Seward states that "more and more workers are being pulled into matrix organizations. They're going to [have] to communicate both in writing and verbally with the people [who] are engineers, designers, buyers, purchasing people…so they have to be able to communicate clearly." Additionally, Seward says, "Two or three pages in industry isn't going to cut it, because no boss is going to read more than one page. So you better be clear, concise, and get to the point real quick." Seward gave a hypothetical work situation as an example. Suppose you have just been hired as a tool and die maker working the third shift and all of a sudden your machine breaks down. Are you going to just leave it there and go home for the night, or are you going to try to fix it yourself? If you fix it yourself, can you explain what you did? In addition, how do you explain to the boss the decrease in the amount of work you produced? If you can't write a clear explanation about what happened and why, the boss is going to think you "can't cut the mustard."
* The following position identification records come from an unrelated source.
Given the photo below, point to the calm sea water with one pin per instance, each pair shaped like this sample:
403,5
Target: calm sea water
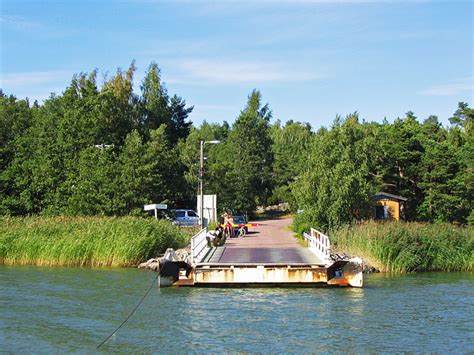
46,310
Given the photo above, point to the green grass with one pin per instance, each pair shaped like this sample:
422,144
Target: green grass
85,241
408,247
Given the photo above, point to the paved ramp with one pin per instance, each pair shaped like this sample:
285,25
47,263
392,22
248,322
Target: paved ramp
271,242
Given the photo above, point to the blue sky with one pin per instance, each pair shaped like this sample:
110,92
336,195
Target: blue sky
311,60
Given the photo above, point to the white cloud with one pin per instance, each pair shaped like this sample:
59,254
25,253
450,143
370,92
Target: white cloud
35,85
22,79
20,23
450,89
234,72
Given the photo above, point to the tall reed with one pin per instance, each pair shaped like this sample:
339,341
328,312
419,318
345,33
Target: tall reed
407,247
85,241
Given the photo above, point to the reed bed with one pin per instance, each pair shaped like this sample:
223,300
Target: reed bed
408,247
85,241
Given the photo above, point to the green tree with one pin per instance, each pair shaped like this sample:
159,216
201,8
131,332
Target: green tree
246,158
334,187
290,150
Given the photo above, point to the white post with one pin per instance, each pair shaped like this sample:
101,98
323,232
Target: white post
201,175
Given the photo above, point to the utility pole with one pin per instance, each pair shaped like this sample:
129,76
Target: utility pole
201,178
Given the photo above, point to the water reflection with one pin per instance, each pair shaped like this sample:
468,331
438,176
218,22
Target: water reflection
75,309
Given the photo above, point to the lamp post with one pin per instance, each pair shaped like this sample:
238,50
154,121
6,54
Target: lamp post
201,177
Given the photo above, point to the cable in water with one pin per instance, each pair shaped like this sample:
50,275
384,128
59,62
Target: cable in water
132,312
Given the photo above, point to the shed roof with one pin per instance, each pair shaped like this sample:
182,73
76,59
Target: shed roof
390,196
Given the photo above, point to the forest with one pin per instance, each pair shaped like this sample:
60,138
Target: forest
101,149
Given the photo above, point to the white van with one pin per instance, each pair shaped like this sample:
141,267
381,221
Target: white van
186,218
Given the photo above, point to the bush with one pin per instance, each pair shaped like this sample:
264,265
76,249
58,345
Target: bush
407,247
85,241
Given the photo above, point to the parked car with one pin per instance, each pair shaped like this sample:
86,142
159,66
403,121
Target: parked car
240,222
186,218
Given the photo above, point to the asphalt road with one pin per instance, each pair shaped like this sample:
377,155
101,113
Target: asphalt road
271,241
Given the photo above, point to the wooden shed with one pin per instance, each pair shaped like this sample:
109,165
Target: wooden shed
388,207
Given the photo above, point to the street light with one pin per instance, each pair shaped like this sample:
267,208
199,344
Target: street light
201,176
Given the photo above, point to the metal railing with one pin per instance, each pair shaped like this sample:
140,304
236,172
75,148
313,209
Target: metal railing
198,245
319,244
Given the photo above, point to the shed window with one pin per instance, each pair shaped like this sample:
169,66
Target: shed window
381,212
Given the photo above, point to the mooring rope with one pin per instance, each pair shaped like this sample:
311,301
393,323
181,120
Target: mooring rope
132,312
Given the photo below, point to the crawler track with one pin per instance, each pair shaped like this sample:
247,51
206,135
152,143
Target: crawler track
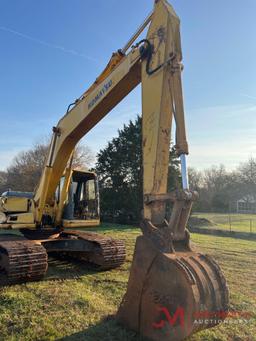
21,260
106,253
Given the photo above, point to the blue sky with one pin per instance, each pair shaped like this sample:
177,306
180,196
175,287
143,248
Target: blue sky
52,50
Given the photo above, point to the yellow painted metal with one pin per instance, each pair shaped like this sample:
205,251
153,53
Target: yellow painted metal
64,193
89,110
18,226
14,204
21,218
80,223
162,99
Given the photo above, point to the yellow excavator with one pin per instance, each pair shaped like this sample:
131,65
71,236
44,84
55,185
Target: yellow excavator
170,284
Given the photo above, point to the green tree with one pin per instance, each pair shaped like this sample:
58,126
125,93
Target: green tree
119,168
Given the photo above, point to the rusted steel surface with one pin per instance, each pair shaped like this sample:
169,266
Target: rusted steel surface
21,260
167,291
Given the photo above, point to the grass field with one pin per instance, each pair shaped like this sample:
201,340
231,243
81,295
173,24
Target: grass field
74,303
233,221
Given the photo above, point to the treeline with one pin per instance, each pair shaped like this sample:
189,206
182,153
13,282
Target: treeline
219,189
119,169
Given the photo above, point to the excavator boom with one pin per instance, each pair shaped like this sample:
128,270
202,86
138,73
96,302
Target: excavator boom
170,283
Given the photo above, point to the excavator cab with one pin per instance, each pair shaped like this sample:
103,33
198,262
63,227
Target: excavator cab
82,204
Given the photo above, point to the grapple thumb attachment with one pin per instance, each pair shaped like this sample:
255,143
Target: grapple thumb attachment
171,294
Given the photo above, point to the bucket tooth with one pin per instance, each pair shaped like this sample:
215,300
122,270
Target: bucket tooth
172,295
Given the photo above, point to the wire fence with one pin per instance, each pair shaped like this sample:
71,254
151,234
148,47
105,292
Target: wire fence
227,221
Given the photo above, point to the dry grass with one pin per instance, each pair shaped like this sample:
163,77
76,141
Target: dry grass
72,302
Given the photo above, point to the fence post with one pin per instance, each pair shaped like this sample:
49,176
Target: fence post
229,220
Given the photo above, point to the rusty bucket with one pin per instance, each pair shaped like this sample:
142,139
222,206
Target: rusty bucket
171,295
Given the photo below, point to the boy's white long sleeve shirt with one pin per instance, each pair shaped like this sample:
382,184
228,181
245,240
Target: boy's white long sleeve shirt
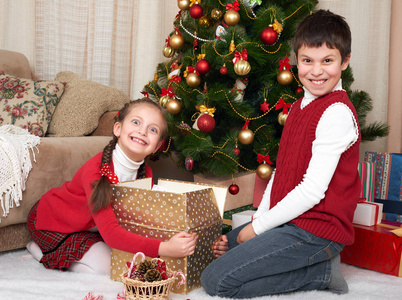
336,131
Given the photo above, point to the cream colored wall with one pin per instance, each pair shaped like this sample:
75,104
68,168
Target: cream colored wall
369,22
394,141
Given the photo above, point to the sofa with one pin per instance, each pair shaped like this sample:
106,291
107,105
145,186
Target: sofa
76,125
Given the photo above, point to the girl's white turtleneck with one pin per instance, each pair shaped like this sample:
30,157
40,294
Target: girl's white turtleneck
124,168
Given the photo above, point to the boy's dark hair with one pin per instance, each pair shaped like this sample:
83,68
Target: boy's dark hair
102,191
324,27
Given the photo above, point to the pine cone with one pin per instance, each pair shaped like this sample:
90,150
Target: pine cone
137,276
144,266
153,275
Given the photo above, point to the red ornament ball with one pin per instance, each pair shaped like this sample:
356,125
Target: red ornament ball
203,66
233,189
268,36
206,123
189,163
223,70
184,128
299,90
196,11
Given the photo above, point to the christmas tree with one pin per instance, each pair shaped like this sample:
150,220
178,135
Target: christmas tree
228,84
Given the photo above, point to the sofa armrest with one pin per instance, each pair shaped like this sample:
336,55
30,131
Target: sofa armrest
57,160
105,125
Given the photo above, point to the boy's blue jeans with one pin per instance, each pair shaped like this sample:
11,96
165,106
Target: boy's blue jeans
284,259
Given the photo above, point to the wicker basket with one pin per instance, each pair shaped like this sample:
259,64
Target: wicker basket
140,290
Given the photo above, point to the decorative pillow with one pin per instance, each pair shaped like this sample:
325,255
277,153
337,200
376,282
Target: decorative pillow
28,104
82,104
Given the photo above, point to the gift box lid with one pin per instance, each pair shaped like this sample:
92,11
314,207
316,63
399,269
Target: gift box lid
179,187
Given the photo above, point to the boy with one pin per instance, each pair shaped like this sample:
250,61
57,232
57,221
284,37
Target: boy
305,217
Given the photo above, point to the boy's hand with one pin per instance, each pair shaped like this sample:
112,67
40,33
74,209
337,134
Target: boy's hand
220,246
181,244
246,234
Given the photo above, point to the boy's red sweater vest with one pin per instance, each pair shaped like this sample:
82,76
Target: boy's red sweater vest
332,217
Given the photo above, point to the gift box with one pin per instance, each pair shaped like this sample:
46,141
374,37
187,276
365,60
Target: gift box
259,189
367,180
377,248
241,218
388,182
245,181
368,213
173,207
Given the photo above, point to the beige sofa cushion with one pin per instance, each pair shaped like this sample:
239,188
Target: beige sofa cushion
82,104
28,104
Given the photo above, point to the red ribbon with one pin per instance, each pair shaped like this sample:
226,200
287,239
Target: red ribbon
239,55
235,6
105,171
284,64
192,70
284,105
261,158
176,79
246,124
168,92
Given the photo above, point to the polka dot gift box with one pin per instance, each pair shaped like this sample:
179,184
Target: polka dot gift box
170,207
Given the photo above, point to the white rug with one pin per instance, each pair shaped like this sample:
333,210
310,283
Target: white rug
22,277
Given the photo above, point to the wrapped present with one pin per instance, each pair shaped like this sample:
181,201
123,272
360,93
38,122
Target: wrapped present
241,218
388,174
368,213
388,182
259,189
245,181
377,248
191,207
367,179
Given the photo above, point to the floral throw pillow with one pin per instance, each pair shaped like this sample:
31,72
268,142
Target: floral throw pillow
28,104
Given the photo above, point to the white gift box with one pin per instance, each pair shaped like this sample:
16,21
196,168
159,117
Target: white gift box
366,212
241,218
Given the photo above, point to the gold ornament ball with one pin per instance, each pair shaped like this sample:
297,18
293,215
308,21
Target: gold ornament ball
284,77
176,41
282,118
205,21
193,80
163,101
173,106
264,171
216,14
167,51
242,67
246,136
232,17
183,4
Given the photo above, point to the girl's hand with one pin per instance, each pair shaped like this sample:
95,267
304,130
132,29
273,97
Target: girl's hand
179,245
220,246
246,234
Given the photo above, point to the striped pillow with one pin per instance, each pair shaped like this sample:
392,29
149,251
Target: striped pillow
367,180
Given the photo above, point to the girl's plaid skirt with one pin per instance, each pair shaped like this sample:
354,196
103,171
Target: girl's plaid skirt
60,250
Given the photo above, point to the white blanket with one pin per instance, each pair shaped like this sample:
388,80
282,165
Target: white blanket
15,164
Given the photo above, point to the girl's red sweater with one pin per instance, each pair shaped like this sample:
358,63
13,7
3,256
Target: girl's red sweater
66,209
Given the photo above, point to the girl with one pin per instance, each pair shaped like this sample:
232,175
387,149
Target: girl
73,226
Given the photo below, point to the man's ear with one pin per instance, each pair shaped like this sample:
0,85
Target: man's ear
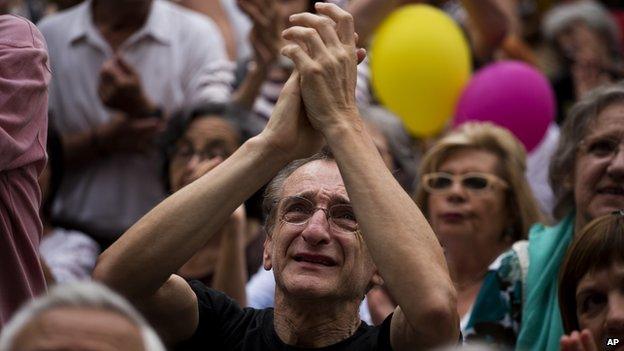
376,279
266,254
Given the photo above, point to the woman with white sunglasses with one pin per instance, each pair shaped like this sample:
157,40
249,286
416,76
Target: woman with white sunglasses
474,192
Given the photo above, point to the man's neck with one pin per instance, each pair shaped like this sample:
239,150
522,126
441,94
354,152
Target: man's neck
117,16
314,324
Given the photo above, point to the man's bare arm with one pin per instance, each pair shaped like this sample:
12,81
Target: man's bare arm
140,263
401,242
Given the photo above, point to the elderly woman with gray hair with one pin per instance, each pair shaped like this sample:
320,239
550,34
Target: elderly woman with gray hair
587,177
586,41
475,195
79,316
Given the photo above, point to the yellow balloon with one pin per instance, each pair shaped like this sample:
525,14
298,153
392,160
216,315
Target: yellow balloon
420,61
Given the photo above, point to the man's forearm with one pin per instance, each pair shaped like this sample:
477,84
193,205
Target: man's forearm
165,238
369,14
401,242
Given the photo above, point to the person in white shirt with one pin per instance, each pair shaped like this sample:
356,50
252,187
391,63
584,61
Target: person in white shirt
120,67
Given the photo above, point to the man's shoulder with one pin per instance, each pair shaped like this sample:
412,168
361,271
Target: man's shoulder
223,324
17,31
60,21
191,19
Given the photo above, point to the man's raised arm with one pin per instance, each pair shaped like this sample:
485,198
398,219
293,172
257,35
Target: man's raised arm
400,240
141,263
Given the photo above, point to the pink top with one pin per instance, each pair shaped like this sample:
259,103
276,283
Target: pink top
24,77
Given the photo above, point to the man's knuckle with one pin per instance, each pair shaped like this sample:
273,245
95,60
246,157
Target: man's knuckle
345,17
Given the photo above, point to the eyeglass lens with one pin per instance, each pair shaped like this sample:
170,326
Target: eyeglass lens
442,181
298,210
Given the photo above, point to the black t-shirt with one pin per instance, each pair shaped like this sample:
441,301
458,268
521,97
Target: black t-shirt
224,325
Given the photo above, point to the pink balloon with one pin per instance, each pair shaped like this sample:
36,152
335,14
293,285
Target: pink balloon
513,95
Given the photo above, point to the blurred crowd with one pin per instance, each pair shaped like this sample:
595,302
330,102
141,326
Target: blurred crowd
163,164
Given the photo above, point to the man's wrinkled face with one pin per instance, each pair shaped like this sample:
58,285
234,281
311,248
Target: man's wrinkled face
79,329
317,259
599,171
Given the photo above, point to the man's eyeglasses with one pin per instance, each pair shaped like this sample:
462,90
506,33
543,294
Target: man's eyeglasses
602,147
298,210
440,182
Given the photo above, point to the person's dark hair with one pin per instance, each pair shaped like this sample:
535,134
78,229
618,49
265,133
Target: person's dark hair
177,126
579,122
54,149
599,245
274,189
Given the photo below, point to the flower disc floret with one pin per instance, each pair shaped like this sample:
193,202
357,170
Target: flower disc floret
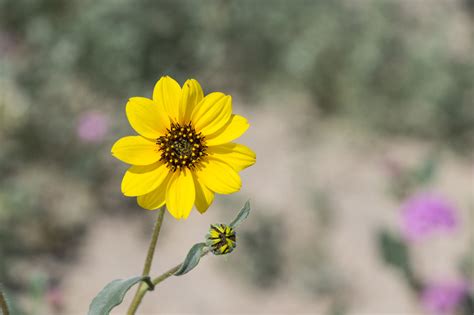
181,147
221,239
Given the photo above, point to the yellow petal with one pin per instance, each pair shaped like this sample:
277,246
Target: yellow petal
167,94
140,180
154,199
234,128
180,194
236,155
218,176
191,95
146,117
212,113
136,150
204,196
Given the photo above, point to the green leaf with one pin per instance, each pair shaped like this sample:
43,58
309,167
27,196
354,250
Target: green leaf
243,214
112,295
394,251
192,259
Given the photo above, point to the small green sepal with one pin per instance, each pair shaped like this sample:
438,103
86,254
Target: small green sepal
241,216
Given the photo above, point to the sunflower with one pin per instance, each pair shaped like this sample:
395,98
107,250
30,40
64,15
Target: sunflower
183,153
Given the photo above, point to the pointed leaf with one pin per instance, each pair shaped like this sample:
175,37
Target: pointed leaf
192,259
112,295
243,214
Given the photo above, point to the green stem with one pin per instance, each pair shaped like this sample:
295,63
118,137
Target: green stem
142,290
148,261
3,304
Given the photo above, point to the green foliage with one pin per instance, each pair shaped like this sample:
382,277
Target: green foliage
241,216
395,252
379,62
192,259
112,295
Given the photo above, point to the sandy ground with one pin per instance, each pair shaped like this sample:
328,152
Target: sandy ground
294,160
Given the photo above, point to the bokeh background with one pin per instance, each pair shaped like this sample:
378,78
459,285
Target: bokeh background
362,117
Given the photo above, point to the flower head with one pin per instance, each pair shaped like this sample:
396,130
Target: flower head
221,239
183,154
443,298
425,214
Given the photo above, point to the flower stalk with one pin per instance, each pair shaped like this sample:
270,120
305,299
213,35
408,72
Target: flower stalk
148,261
143,289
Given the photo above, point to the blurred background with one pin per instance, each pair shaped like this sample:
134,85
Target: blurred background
362,117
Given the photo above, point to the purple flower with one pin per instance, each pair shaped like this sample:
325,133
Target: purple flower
92,126
424,214
443,298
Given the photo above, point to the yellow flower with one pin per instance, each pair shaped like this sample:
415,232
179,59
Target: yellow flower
183,153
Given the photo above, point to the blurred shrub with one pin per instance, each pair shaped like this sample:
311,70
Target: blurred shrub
379,61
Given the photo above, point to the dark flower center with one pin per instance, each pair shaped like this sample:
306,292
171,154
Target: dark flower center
181,147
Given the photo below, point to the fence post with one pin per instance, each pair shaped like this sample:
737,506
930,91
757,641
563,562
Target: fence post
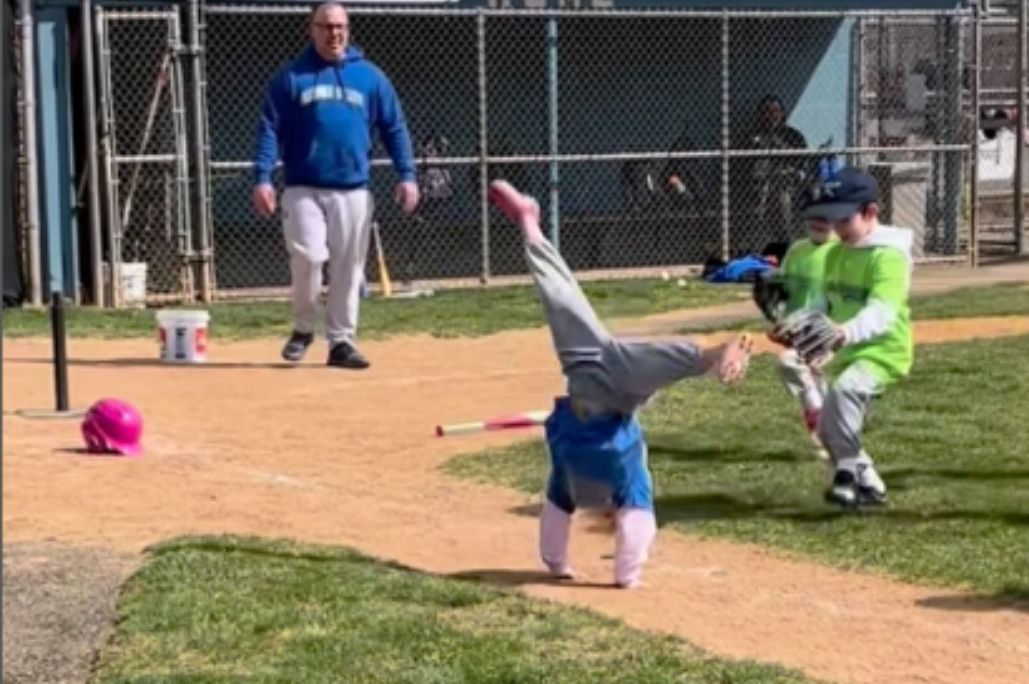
552,80
1020,228
89,85
31,164
198,104
725,142
484,166
976,96
113,215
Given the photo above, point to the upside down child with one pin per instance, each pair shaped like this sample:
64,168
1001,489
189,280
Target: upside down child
597,447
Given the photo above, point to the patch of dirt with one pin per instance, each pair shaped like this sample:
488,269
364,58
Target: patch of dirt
247,445
58,607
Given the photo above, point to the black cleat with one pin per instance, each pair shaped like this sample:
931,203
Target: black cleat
848,493
345,355
297,346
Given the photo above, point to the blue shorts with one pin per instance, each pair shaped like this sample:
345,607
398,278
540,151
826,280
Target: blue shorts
596,463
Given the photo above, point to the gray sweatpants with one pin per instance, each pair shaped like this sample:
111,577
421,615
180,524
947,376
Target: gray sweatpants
327,225
605,374
803,384
846,407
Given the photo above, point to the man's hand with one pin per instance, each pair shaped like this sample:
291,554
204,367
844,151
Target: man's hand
406,195
263,199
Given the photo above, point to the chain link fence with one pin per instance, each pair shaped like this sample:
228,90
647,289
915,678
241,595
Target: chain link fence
144,152
653,140
1000,177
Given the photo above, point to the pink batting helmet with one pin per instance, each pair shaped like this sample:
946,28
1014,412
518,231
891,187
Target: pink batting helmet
113,426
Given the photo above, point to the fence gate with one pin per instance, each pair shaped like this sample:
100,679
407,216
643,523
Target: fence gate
144,152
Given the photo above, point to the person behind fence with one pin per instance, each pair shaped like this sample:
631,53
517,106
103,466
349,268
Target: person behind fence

Seward speaks from experience when he says that engineers are notorious for their inability to write. As a marketing manager, Seward had forty engineers reporting to him. "They are geniuses… they can design anything…but can they write a proposal?" Engineers can typically provide the backups, drives, graphics, and anything else computer generated, but when they have to sit down and write the proposal they have a hard time. "If you're an engineer [who] can write…you're going to do very well in business today." Seward said several of the companies he works with have paperless societies-everything is done via email. In fact, managers are constantly being asked to generate material, information, and data. "And how is this communicated?" Seward asks. "Through business email. It's important to be able to explain your point, get it across, who, what, when, where, and why. Quickly, to the point, concisely." In addition, according to Seward, many times you will be asked to write a newsletter article for your company about the concepts of operation, or how things can be done more efficiently. "Whether you're a worker, engineer, or manager, somebody," Seward says, "has to write all those concepts of operation."
Seward concluded with some of his experience as an adjunct at Nazareth College where he taught International Marketing to fourth year students. For their final project they had to develop a presentation on international marketing to their Board of Directors. In addition, they had to write an accompanying paper just as they would be required to do in business today. "[But] I don't weigh the paper," Seward says, "if you can do the paper in one or two pages, God bless you. You've got an A for sure…[because] I look for conciseness."
The workshop concluded with an informal question and answer period. A staff member asked whether style and creativity were important in business writing. Seward answered that style was not as important as clarity, and Janson responded, "If you can speak well, you can write well. It just takes discipline." A student asked for recommendations from the two speakers for the problem of getting started with a writing project-he knew what he wanted to say, but had trouble beginning. Seward suggested that he start with the major topics and then "put the meat around the bones." Janson explained that it's all in the approach--brainstorm with others, free write, outline ideas.